F50 Deal Flow Process
Optimized for 2026 Tracking | Hardtech & Deeptech Focus
Confidential & Proprietary
Four-Phase Pipeline Overview
1
Phase I
Sourcing & Intake
2
Phase II
Initial Review
3
Phase III
Detail Review
4
Phase IV
Due Diligence
Every deal progresses through four sequential phases — from first contact to Investment Committee approval. Each gate is designed to filter quality and protect team bandwidth.

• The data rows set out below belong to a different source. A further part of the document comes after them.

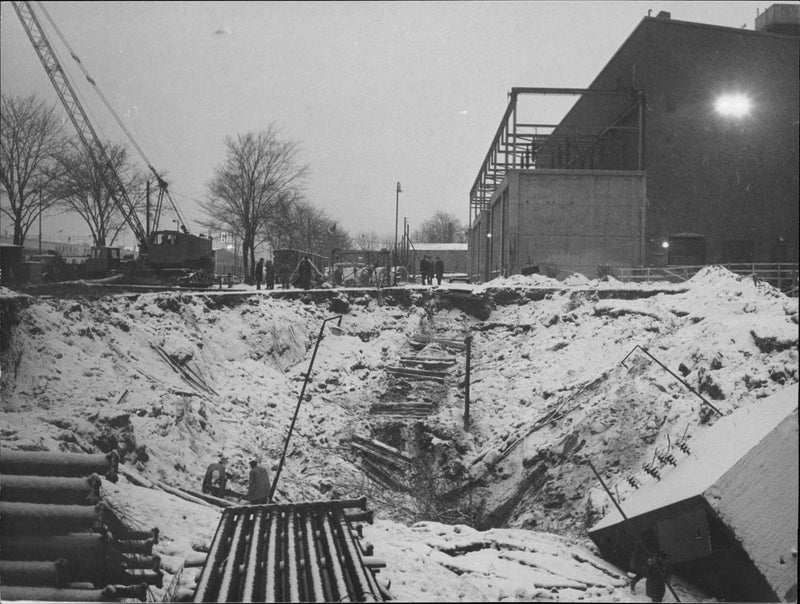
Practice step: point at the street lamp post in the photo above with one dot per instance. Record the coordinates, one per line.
(396, 216)
(40, 220)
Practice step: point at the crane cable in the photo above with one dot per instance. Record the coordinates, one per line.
(161, 182)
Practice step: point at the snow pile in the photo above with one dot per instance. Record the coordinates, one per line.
(175, 380)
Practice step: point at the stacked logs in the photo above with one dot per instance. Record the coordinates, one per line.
(381, 462)
(59, 541)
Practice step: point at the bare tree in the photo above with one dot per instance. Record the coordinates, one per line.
(372, 241)
(82, 188)
(259, 174)
(441, 228)
(31, 136)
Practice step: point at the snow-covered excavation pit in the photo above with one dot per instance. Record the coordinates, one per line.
(496, 509)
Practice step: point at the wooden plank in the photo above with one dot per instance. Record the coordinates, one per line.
(377, 455)
(425, 372)
(447, 343)
(420, 359)
(384, 446)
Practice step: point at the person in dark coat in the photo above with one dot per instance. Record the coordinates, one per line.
(438, 269)
(215, 480)
(258, 485)
(304, 274)
(285, 274)
(652, 564)
(658, 573)
(269, 275)
(259, 272)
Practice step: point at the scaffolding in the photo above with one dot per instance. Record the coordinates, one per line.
(525, 146)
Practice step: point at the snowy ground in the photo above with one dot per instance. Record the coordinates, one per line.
(175, 380)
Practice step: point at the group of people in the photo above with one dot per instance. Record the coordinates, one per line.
(265, 271)
(429, 268)
(258, 483)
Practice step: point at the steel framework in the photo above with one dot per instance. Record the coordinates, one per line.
(517, 145)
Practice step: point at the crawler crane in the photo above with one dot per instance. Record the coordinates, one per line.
(167, 253)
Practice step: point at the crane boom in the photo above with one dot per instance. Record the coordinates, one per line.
(80, 120)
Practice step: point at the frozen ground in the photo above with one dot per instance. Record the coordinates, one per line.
(175, 380)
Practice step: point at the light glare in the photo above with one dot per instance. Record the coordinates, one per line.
(733, 105)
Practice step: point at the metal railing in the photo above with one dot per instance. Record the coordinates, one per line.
(782, 275)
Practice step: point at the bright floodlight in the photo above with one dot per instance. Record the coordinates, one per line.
(733, 105)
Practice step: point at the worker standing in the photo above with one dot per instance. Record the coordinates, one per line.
(259, 272)
(215, 479)
(423, 269)
(438, 268)
(269, 275)
(258, 484)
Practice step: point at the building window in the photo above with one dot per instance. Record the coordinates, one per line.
(686, 250)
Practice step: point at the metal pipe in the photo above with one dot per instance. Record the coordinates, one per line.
(49, 489)
(86, 548)
(231, 563)
(47, 463)
(342, 592)
(272, 549)
(359, 573)
(253, 558)
(314, 554)
(299, 402)
(468, 343)
(396, 215)
(34, 573)
(54, 594)
(42, 518)
(210, 569)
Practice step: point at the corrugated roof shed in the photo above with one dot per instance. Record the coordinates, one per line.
(301, 552)
(727, 514)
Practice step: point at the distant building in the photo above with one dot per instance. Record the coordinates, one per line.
(682, 151)
(72, 253)
(455, 256)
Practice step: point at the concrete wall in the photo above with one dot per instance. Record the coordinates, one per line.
(733, 181)
(767, 532)
(562, 221)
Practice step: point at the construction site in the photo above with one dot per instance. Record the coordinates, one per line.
(460, 442)
(518, 431)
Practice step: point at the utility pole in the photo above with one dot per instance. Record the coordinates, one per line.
(40, 220)
(396, 217)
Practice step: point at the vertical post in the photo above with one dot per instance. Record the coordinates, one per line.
(40, 221)
(147, 210)
(642, 106)
(468, 342)
(299, 402)
(404, 245)
(396, 217)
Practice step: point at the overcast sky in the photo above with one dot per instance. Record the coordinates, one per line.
(374, 93)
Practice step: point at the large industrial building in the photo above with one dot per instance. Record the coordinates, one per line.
(683, 151)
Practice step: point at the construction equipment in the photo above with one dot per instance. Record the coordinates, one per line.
(189, 256)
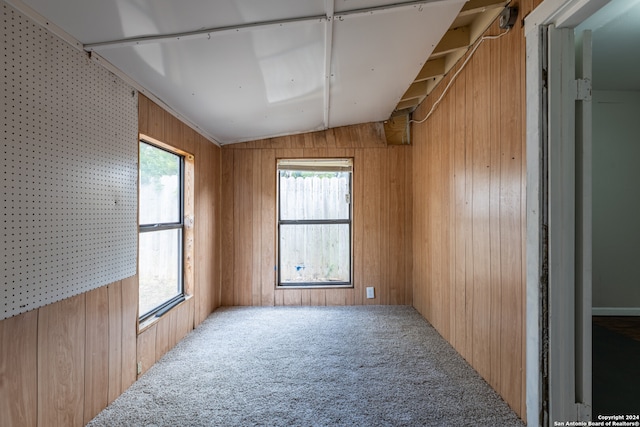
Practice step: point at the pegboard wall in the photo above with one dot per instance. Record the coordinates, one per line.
(69, 170)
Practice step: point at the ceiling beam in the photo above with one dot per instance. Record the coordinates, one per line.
(430, 69)
(455, 39)
(209, 32)
(473, 7)
(200, 34)
(328, 46)
(409, 103)
(416, 90)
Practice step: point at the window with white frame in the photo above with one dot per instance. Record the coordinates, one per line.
(161, 228)
(314, 222)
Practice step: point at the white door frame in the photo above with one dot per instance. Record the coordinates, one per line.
(551, 259)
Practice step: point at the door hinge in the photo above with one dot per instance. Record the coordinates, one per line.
(584, 411)
(583, 89)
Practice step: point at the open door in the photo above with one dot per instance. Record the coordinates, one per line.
(583, 225)
(568, 143)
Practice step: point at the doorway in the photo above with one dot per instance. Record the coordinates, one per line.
(571, 221)
(616, 207)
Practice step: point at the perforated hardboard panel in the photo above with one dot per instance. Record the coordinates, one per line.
(69, 154)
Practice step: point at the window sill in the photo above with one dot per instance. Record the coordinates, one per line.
(322, 286)
(148, 323)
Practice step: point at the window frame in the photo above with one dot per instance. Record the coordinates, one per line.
(178, 225)
(280, 222)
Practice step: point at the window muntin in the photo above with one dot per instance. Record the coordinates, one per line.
(161, 229)
(314, 222)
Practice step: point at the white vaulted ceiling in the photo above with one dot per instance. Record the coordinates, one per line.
(250, 69)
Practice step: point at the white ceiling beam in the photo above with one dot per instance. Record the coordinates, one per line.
(328, 46)
(389, 7)
(201, 34)
(210, 32)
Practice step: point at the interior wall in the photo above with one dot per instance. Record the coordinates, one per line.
(382, 218)
(469, 199)
(61, 364)
(616, 205)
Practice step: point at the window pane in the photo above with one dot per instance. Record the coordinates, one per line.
(314, 195)
(159, 186)
(159, 267)
(314, 253)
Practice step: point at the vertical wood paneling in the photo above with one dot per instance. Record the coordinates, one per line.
(381, 242)
(267, 228)
(18, 370)
(468, 206)
(495, 218)
(227, 217)
(96, 375)
(129, 330)
(61, 362)
(163, 332)
(115, 341)
(147, 348)
(512, 145)
(243, 226)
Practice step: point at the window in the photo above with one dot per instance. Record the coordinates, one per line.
(314, 222)
(161, 228)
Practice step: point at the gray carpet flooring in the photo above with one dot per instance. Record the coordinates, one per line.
(311, 366)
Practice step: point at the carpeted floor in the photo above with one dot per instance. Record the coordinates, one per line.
(616, 372)
(311, 366)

Phase I — Sourcing & Intake
Step 1: The Sourcing Tree
All deals enter through one of four channels. Fast-Track channels trigger automated record creation; Manual channels require team action.
Investor / Referral
Fast-Track — 5–8 fields: Deal Name, Tech Category, Referral Note, Founder Email
🏛️ F50 Summit / PAB Event
Fast-Track — Public-facing form on website or event page
🤝 Partner / Scout Intros
Manual — Inbound PDFs, email, WhatsApp from ecosystem partners
🔍 Proactive Search
Manual — Team-led sourcing via LinkedIn, Pitchbook, and research papers
Phase I — Sourcing & Intake
Step 2: Initial Record Creation
Automated (Forms A & B)
New record created in tracker automatically upon form submission. No team action required.
Manual (Sources C & D)
Team member quick-adds basic info to the tracker to "claim" the lead and prevent duplication.
Phase II — Initial Review
Step 3: The F50 Rule of 3
A deal must pass all three criteria. Failing any one is an immediate No-Go.
Stage
Seed to Series A
Sector
Hardtech / Deeptech
Traction
Sales pipeline or physical prototype
Phase II — Initial Review
Steps 4 & 5: Meeting, Documents & Founder Deep-Dive
Step 4 — Document Request
If the deal passes the Rule of 3, an automated email is sent to the founder requesting a pitch deck and a 20-minute screening call.
Step 5 — Full Detail Form
A deep-dive form captures hardtech-critical data. NDA may be required. Key fields:
  • IP status — patents, trade secrets, licensing
  • Bill of Materials (BOM) summary
  • TRL (Tech Readiness Level) — scale 1–9
Phase II — Initial Review
Step 6: Team Consensus — Internal Go / No-Go
Three review tracks are completed before the group interview determines advancement to Detail Review.
Sector Review
Does this solve a real, physical problem at scale?
Competitor Review
How does their hardware / tech compare to incumbents?
Group Interview
Final internal Go / No-Go gate for advancement to Phase III.
Phase III — Detail Review
Step 7: Technical Due Diligence
A structured checklist is sent to the founder requesting data room access. Technical validation occurs before expensive legal or financial due diligence.
Manufacturing Plans
Production process, tooling, and scale-up roadmap
Supply Chain Risks
Single-source dependencies, geopolitical exposure, lead times
Lab Data & Test Results
Performance validation, reliability testing, safety certifications
Phase IV — Formal Due Diligence
Step 8: Final Verification — IC Package
All three tracks must clear before the deal is presented to the Investment Committee.
1
Financial Audits
Historical financials, projections, unit economics, burn rate
2
Legal Background Checks
Corporate structure, IP ownership, litigation history, founder backgrounds
3
Reference Calls
Conversations with customers, channel partners, and technical advisors
End-to-End Process at a Glance
Each phase acts as a progressive filter — ensuring only the highest-quality Hardtech and Deeptech deals reach the Investment Committee.
Investment Committee Approval
Upon successful completion of all four phases, the deal is packaged and presented for Investment Committee approval.
Phase I Complete
Deal sourced & record created
Phase II Complete
Rule of 3 passed & team consensus
Phase III Complete
Technical DD cleared
Phase IV Complete
IC package ready
Key Design Principles
The F50 deal flow is built on three core operating principles that protect pipeline quality and team efficiency.
Cast Wide, Filter Fast
Light intake forms keep sourcing frictionless. Rapid kill criteria in Phase II protect team bandwidth.
Hardtech-First Validation
TRL scoring, BOM review, and lab data checks happen before costly legal or financial diligence.
Consensus-Driven Decisions
Every phase gate requires team alignment — no single person advances a deal to the IC alone.